Most recently, watching episodes of a TV show called “Escape to the Country”, two shows featured people moving to Wales in the UK. Wales is known as the land of song and rolling green hills. I still have memories of the beautiful sound of the choirs as they sang in Welsh and English. I recall sitting enthralled listening to my grandfather telling me stories from his homeland, the smell of his pipe and the smells associated with his tailor’s shop.

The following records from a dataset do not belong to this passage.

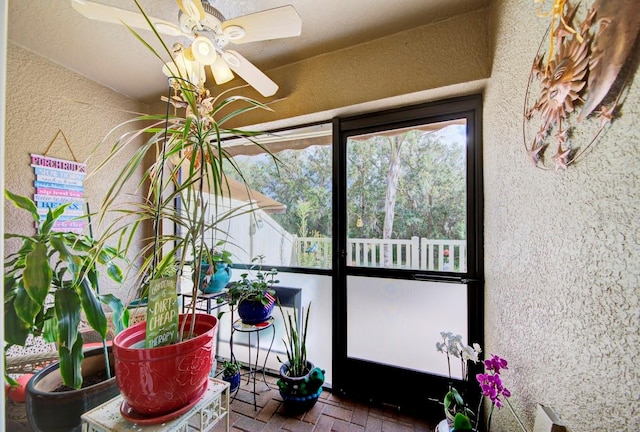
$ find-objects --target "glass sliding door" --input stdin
[334,97,482,411]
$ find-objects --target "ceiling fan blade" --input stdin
[71,0,183,36]
[209,56,233,85]
[222,50,278,97]
[222,5,302,44]
[176,0,204,21]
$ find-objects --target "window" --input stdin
[222,123,333,269]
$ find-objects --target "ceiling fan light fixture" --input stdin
[210,59,233,85]
[191,36,217,65]
[223,25,247,41]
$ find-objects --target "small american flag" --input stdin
[264,292,276,310]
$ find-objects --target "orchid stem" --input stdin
[504,398,529,432]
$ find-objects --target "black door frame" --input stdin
[332,95,484,419]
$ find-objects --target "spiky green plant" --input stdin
[278,302,311,377]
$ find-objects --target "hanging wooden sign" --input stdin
[31,154,87,234]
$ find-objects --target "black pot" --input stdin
[26,348,120,432]
[222,372,240,393]
[278,361,324,414]
[238,299,275,324]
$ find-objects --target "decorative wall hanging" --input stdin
[31,130,87,234]
[523,0,640,170]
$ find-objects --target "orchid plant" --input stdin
[476,354,527,432]
[436,332,482,430]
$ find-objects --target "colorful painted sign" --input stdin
[31,154,87,233]
[145,276,178,348]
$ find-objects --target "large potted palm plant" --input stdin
[4,191,127,431]
[86,0,274,419]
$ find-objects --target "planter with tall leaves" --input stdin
[4,191,128,431]
[89,0,278,418]
[278,303,324,413]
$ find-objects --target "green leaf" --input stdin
[98,294,129,334]
[14,287,44,326]
[55,288,80,358]
[451,387,464,406]
[107,262,124,283]
[453,413,473,431]
[39,203,70,234]
[22,242,53,304]
[4,301,31,346]
[4,189,40,223]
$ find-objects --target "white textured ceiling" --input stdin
[9,0,490,103]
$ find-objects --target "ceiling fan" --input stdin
[71,0,302,97]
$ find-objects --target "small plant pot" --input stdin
[238,300,275,324]
[199,261,231,294]
[278,361,324,414]
[222,372,240,393]
[26,348,120,432]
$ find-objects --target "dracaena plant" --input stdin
[90,2,271,338]
[4,191,128,388]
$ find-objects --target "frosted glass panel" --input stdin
[347,276,467,378]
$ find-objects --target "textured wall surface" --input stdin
[4,45,147,300]
[484,0,640,431]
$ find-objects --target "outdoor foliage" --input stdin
[228,126,466,240]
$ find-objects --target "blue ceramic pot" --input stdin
[199,262,231,294]
[222,372,240,393]
[238,300,275,324]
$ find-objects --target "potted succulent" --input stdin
[222,360,241,393]
[278,303,324,413]
[4,191,128,430]
[84,3,268,420]
[227,255,280,324]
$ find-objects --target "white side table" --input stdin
[82,378,229,432]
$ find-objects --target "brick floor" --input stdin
[214,368,435,432]
[5,366,435,432]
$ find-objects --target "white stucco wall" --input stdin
[4,43,148,296]
[5,0,640,432]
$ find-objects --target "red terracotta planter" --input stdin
[113,314,218,416]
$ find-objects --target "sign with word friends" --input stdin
[145,276,178,348]
[31,154,87,234]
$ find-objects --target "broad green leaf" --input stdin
[58,336,84,389]
[42,315,58,343]
[39,203,70,234]
[4,301,31,346]
[107,262,124,283]
[78,278,108,339]
[453,413,473,431]
[55,288,80,350]
[50,236,71,262]
[22,243,53,304]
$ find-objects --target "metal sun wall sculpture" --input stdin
[523,0,640,170]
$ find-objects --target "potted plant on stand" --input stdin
[278,303,324,413]
[222,361,241,393]
[436,332,482,432]
[4,191,128,431]
[84,6,274,423]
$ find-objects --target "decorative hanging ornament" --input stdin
[523,0,640,170]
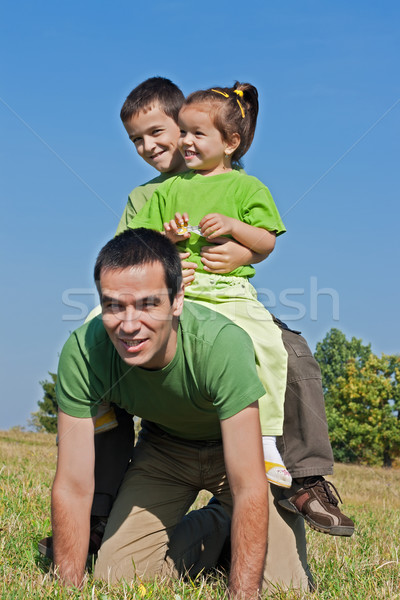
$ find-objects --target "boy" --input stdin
[116,77,354,536]
[39,77,354,557]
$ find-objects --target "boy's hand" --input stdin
[179,252,197,287]
[200,238,253,273]
[199,213,236,240]
[164,213,190,244]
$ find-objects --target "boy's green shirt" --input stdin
[115,173,174,235]
[129,170,286,277]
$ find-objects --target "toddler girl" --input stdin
[129,83,291,487]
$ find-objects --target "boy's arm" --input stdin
[115,189,149,235]
[200,213,276,256]
[221,402,268,600]
[51,410,95,586]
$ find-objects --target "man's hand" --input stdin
[199,213,237,240]
[221,402,268,600]
[179,252,197,286]
[51,410,94,586]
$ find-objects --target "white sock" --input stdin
[262,435,285,467]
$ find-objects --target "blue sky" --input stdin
[0,0,400,429]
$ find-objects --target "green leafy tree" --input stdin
[314,328,371,394]
[315,329,400,466]
[326,353,400,467]
[29,373,57,433]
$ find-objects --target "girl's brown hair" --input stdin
[184,81,258,162]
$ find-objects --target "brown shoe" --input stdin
[278,475,354,536]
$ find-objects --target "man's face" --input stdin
[100,261,183,369]
[124,106,186,174]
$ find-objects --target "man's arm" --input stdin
[221,402,268,600]
[51,410,95,586]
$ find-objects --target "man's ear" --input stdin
[172,283,185,317]
[225,133,240,156]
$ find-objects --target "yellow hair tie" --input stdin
[211,89,244,119]
[211,90,229,98]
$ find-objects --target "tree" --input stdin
[326,353,400,467]
[29,373,57,433]
[314,328,371,394]
[315,329,400,466]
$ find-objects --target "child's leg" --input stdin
[185,274,291,487]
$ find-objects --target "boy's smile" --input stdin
[124,106,186,174]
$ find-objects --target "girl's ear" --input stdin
[225,133,240,156]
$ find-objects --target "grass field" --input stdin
[0,430,400,600]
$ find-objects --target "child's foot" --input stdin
[263,435,292,488]
[278,475,354,536]
[264,460,292,488]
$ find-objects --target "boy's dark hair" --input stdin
[94,227,182,304]
[120,77,185,123]
[184,81,258,163]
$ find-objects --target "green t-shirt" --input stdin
[115,173,173,235]
[56,303,265,440]
[129,170,285,277]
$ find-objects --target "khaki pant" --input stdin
[94,423,308,589]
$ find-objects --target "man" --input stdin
[52,229,307,598]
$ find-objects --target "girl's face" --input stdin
[178,104,233,175]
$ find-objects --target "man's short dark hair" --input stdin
[94,227,182,304]
[120,77,185,123]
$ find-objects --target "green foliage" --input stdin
[29,373,57,433]
[327,354,400,467]
[315,329,400,467]
[314,328,371,394]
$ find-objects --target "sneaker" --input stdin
[278,475,354,536]
[264,460,292,488]
[38,517,107,562]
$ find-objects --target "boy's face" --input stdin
[124,105,186,174]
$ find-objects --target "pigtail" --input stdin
[232,81,258,161]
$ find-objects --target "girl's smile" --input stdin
[178,104,234,175]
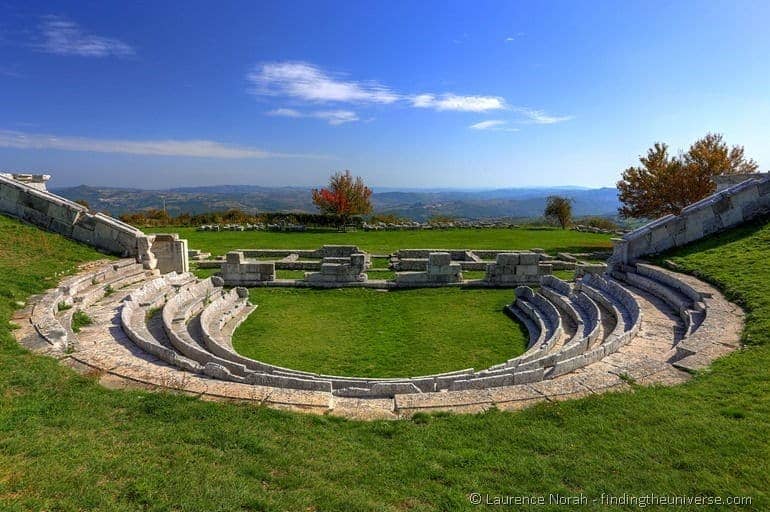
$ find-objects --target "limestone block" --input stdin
[495,252,519,267]
[516,263,538,276]
[428,252,452,267]
[519,252,540,265]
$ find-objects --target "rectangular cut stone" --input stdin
[428,252,452,267]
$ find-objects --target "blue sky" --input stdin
[0,0,770,188]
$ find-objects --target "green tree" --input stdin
[617,133,758,218]
[544,196,572,229]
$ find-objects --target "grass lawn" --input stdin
[146,228,611,256]
[233,288,528,377]
[0,213,770,512]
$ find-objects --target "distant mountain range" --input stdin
[53,185,618,221]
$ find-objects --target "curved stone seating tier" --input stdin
[15,260,742,418]
[31,259,152,351]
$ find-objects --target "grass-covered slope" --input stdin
[147,228,610,255]
[0,214,770,511]
[233,288,528,377]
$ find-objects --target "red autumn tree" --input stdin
[617,133,758,218]
[313,171,372,224]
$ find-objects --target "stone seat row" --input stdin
[612,262,734,371]
[111,276,644,397]
[31,259,148,352]
[45,261,714,398]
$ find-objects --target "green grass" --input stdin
[233,288,527,377]
[0,212,770,512]
[147,228,611,255]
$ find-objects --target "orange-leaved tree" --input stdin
[313,171,372,225]
[617,133,758,218]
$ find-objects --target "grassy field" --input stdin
[146,228,611,256]
[233,288,528,377]
[0,217,770,512]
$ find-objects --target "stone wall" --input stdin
[150,233,190,274]
[305,254,368,287]
[0,173,188,273]
[396,252,463,286]
[484,252,553,286]
[609,173,770,266]
[220,251,275,286]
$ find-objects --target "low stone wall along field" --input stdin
[233,288,527,377]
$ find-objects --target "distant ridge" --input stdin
[54,185,619,220]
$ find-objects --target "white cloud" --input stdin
[247,62,399,104]
[311,110,358,126]
[252,59,572,125]
[412,94,506,112]
[468,120,505,130]
[468,119,519,132]
[265,108,359,126]
[0,130,324,159]
[267,108,303,117]
[36,16,135,57]
[513,107,574,124]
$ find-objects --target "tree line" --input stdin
[544,133,759,228]
[105,133,759,228]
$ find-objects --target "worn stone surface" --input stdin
[14,248,743,420]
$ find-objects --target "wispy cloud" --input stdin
[468,119,519,132]
[247,62,505,115]
[0,130,327,159]
[266,108,359,126]
[266,108,304,117]
[412,94,506,112]
[311,110,358,126]
[247,62,399,104]
[35,16,135,57]
[252,61,572,125]
[513,107,575,124]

Featured in the show was our ancestral home, Merthyr Tydvil which has a mixed history. On the positive side - Howard Winstone MBE, who became a world champion featherweight boxer and a statue to him now sits in the village. Gustavius (Gus) Payne an acclaimed artist who painted from the heart. On the negative side of course, the 1831 uprising was sparked when bailiffs attempted to seize goods from the home of Lewsyn yr Heliwr (Lewis the Huntsman). Iron workers struck against redundancies, rising prices and bailiffs. They were dark times.
Not far from Merthyr Tydvil was another place mentioned in the show, Aberfan. It’s another small Welsh village with a tragic past. On Mynydd Merthyr, directly above Aberfan were several tips with millions of cubic meters of mining debris and waste from local coal mines. On 21st October 1966, after days of torrential rain, there was subsidence and the tip moved down the hill at a rapid rate, swallowing a farm, several houses and a school. The death toll was high.
Another TV show was about trains and the various locations those trains went to around the world. It took me back to Pont-Y-Cafnau which has the world’s oldest surviving iron railway bridge. It also showed steam railways in Wales and mentioned the little-known handmade boat called a Coracle. This triggered memories from childhood again in that I recall men carrying these weird little craft to the river.
I seem to have drifted off topic again and wandered into a history lesson!!!!